The very first scene in “Coriolanus” came with smart relish to his intellectual palate, and still as he read he warmed. He delivered the haughty speech of Caius Marcius to the starving citizens with unction; he did not say he thought his irrational pride right, but he seemed to feel it so. Caroline looked up at him with a singular smile.
“There’s a vicious point hit already,” she said. “You sympathize with that proud patrician who does not sympathize with his famished fellow-men, and insults them. There, go on.” He proceeded. The warlike portions did not rouse him much; he said all that was out of date, or should be; the spirit displayed was barbarous; yet the encounter single-handed between Marcius and Tullus Aufidius he delighted in. As he advanced, he forgot to criticise; it was evident he appreciated the power, the truth of each portion; and, stepping out of the narrow line of private prejudices, began to revel in the large picture of human nature, to feel the reality stamped upon the characters who were speaking from that page before him.
He did not read the comic scenes well; and Caroline, taking the book out of his hand, read these parts for him.
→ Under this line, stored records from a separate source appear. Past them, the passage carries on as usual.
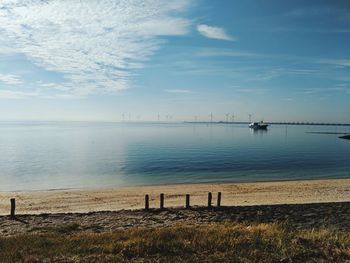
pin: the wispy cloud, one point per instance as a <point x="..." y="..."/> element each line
<point x="336" y="62"/>
<point x="96" y="44"/>
<point x="256" y="91"/>
<point x="221" y="52"/>
<point x="214" y="32"/>
<point x="10" y="79"/>
<point x="12" y="94"/>
<point x="178" y="91"/>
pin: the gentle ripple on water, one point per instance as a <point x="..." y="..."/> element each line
<point x="78" y="155"/>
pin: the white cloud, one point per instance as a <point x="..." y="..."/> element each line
<point x="10" y="79"/>
<point x="178" y="91"/>
<point x="213" y="32"/>
<point x="11" y="94"/>
<point x="96" y="44"/>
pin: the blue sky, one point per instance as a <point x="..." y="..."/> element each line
<point x="98" y="60"/>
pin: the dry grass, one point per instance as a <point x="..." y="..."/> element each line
<point x="209" y="243"/>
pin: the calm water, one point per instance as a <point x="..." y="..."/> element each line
<point x="38" y="156"/>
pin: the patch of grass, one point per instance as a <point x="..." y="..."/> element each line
<point x="211" y="243"/>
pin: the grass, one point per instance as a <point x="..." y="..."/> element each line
<point x="210" y="243"/>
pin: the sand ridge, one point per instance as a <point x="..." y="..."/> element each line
<point x="233" y="194"/>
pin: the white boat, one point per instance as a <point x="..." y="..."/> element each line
<point x="258" y="125"/>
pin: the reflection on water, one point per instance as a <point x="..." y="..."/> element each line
<point x="69" y="155"/>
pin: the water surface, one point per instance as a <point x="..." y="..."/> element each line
<point x="37" y="156"/>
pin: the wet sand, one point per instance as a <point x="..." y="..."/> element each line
<point x="233" y="194"/>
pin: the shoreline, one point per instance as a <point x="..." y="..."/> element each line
<point x="132" y="197"/>
<point x="102" y="188"/>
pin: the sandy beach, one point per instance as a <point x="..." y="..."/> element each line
<point x="233" y="194"/>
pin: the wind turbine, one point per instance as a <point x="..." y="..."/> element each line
<point x="227" y="115"/>
<point x="250" y="117"/>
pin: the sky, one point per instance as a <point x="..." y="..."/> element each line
<point x="106" y="60"/>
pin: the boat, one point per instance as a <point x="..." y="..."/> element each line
<point x="258" y="125"/>
<point x="347" y="137"/>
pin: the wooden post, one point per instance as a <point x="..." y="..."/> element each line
<point x="187" y="201"/>
<point x="146" y="202"/>
<point x="13" y="207"/>
<point x="161" y="201"/>
<point x="219" y="199"/>
<point x="209" y="199"/>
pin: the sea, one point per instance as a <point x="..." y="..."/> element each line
<point x="80" y="155"/>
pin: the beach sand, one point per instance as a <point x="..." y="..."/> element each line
<point x="233" y="194"/>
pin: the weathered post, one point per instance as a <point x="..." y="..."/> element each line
<point x="209" y="199"/>
<point x="187" y="201"/>
<point x="219" y="199"/>
<point x="13" y="208"/>
<point x="146" y="202"/>
<point x="161" y="201"/>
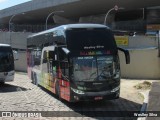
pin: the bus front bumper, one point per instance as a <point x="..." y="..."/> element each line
<point x="94" y="96"/>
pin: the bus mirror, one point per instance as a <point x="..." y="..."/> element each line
<point x="127" y="56"/>
<point x="66" y="51"/>
<point x="15" y="55"/>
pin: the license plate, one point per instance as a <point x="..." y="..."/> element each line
<point x="98" y="98"/>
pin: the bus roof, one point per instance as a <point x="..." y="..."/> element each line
<point x="70" y="26"/>
<point x="5" y="45"/>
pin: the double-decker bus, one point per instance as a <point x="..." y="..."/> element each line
<point x="77" y="62"/>
<point x="6" y="64"/>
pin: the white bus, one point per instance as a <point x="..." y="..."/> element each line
<point x="6" y="63"/>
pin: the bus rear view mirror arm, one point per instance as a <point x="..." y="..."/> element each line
<point x="15" y="54"/>
<point x="127" y="55"/>
<point x="66" y="51"/>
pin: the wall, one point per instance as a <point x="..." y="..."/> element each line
<point x="144" y="64"/>
<point x="19" y="41"/>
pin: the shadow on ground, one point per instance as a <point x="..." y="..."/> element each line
<point x="10" y="88"/>
<point x="119" y="109"/>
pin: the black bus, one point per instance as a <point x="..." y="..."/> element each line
<point x="77" y="62"/>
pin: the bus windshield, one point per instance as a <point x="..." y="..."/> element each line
<point x="6" y="59"/>
<point x="93" y="68"/>
<point x="90" y="39"/>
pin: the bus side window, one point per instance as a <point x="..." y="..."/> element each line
<point x="63" y="63"/>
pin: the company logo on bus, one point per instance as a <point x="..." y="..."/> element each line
<point x="104" y="52"/>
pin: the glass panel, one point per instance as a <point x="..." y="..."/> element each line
<point x="93" y="68"/>
<point x="6" y="59"/>
<point x="105" y="67"/>
<point x="85" y="68"/>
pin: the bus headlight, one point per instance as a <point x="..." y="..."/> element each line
<point x="77" y="91"/>
<point x="115" y="89"/>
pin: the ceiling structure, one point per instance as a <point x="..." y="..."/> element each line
<point x="36" y="11"/>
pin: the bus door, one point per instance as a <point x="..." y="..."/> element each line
<point x="49" y="68"/>
<point x="63" y="76"/>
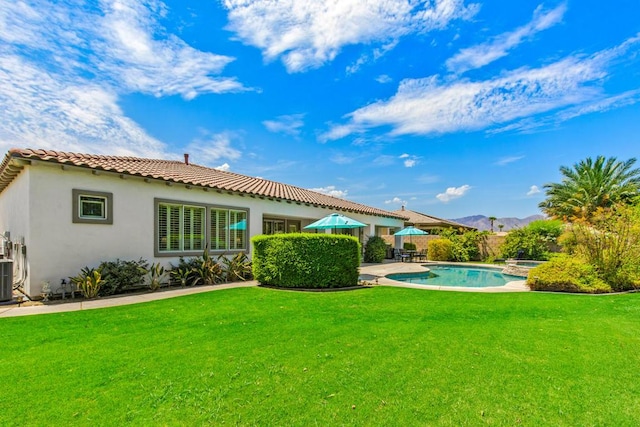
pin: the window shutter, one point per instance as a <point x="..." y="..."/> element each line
<point x="193" y="228"/>
<point x="237" y="238"/>
<point x="219" y="229"/>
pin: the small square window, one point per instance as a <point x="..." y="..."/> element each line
<point x="92" y="207"/>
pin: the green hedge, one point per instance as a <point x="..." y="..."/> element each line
<point x="566" y="274"/>
<point x="375" y="249"/>
<point x="305" y="260"/>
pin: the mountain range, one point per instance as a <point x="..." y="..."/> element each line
<point x="481" y="222"/>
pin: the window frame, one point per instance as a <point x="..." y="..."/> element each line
<point x="208" y="209"/>
<point x="77" y="203"/>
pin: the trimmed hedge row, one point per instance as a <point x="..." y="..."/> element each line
<point x="312" y="261"/>
<point x="566" y="274"/>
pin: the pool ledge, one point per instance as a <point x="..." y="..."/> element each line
<point x="381" y="270"/>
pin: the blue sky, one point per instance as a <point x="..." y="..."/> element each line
<point x="450" y="107"/>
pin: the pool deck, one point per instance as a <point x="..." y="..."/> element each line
<point x="374" y="273"/>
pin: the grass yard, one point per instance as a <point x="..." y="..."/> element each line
<point x="382" y="356"/>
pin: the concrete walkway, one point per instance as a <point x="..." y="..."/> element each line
<point x="374" y="273"/>
<point x="59" y="306"/>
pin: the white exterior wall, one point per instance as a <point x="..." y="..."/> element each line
<point x="15" y="218"/>
<point x="59" y="248"/>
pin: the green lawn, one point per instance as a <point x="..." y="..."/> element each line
<point x="382" y="356"/>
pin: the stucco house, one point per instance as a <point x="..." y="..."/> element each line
<point x="61" y="211"/>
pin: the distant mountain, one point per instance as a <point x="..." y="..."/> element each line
<point x="482" y="222"/>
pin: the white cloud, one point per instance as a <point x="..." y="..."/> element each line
<point x="533" y="190"/>
<point x="342" y="159"/>
<point x="396" y="201"/>
<point x="409" y="160"/>
<point x="435" y="106"/>
<point x="134" y="51"/>
<point x="452" y="193"/>
<point x="483" y="54"/>
<point x="288" y="124"/>
<point x="40" y="111"/>
<point x="211" y="148"/>
<point x="384" y="160"/>
<point x="64" y="66"/>
<point x="428" y="179"/>
<point x="331" y="190"/>
<point x="506" y="160"/>
<point x="306" y="34"/>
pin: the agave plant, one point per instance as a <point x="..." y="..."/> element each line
<point x="89" y="281"/>
<point x="181" y="275"/>
<point x="156" y="276"/>
<point x="236" y="268"/>
<point x="209" y="272"/>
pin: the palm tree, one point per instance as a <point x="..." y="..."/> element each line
<point x="591" y="185"/>
<point x="491" y="219"/>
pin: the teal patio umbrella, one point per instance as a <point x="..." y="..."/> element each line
<point x="334" y="221"/>
<point x="410" y="231"/>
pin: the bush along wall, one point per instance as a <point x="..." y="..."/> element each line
<point x="311" y="261"/>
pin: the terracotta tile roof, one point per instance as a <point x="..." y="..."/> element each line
<point x="423" y="220"/>
<point x="189" y="174"/>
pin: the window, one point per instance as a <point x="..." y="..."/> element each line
<point x="92" y="207"/>
<point x="237" y="230"/>
<point x="279" y="226"/>
<point x="180" y="228"/>
<point x="183" y="228"/>
<point x="228" y="229"/>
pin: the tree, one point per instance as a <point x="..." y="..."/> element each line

From her he seemed to enjoy them, and indeed she gave them with a spirit no one could have expected of her, with a pithy expression with which she seemed gifted on the spot, and for that brief moment only. It may be remarked, in passing, that the general character of her conversation that evening, whether serious or sprightly, grave or gay, was as of something untaught, unstudied, intuitive, fitful — when once gone, no more to be reproduced as it had been than the glancing ray of the meteor, than the tints of the dew-gem, than the colour or form of the sunset cloud, than the fleeting and glittering ripple varying the flow of a rivulet.
Coriolanus in glory, Coriolanus in disaster, Coriolanus banished, followed like giant shades one after the other. Before the vision of the banished man Moore’s spirit seemed to pause. He stood on the hearth of Aufidius’s hall, facing the image of greatness fallen, but greater than ever in that low estate. He saw “the grim appearance,” the dark face “bearing command in it,” “the noble vessel with its tackle torn.” With the revenge of Caius Marcius, Moore perfectly sympathized; he was not scandalized by it; and again Caroline whispered, “There I see another glimpse of brotherhood in error.”